HIV criminalization Within A Social Context Of Social Class With Lessons From USA
There is a social context within which the criminal justice system operates. Scholars draw parallels of HIV criminalization with politics of law and order. It is an encounter in which treatment of culprits, who are mostly minorities in US are still treated much the same way as color bar America of the civil war era and up to 1950-1960.
HIV criminalization laws are severe and are written in the same static manner and spirit that has persisted in USA. They are coached in a manner ensuring antagonistic law and order abuses intended to punish certain racial groups (Brown 2016). Scholars continue to state that even when dignity affirming laws for all Americans could be enacted there are fears of white backlash which appears in many forms. It could be voter apathy at the voting booth or appeasement of the power-players in the state and other vested interests.This has been shown to be the case from the times of President Johnson and other liberal Democrats who were overly cautious in dealing with the intense racial issues.

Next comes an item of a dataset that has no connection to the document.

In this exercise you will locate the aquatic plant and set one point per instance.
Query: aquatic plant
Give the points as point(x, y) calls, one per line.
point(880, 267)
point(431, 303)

They created a culture in which it was easier to deny existence of these concerns and instead they sought to construct a narrative about the issues that was accordingly constructed to appease those in power and was politically expedient. Conservatives are bolder and have cultivated a narrative using majority white sentiment-supporting institutions, they appeal to this group’s demonstrable fears such as the archetypal savage and uncultured over sexualized black male attacking the noble, vulnerable and innocent white female. This cognitive model has been behind the need to prescribe law and order infused rules. There are various examples of this from Alabama, Georgia, California, Arkansas, Ohio to New York. Ronald Reagan, Richard Nixon and George Wallace, are known as the promoters of the “law and order” model. To them and many others law enforcement was not the problem; it was the solution. According to an AIDS law report, in Pennsylvania, HIV shifted from a public health problem to a criminal justice issue and so many other states followed suit.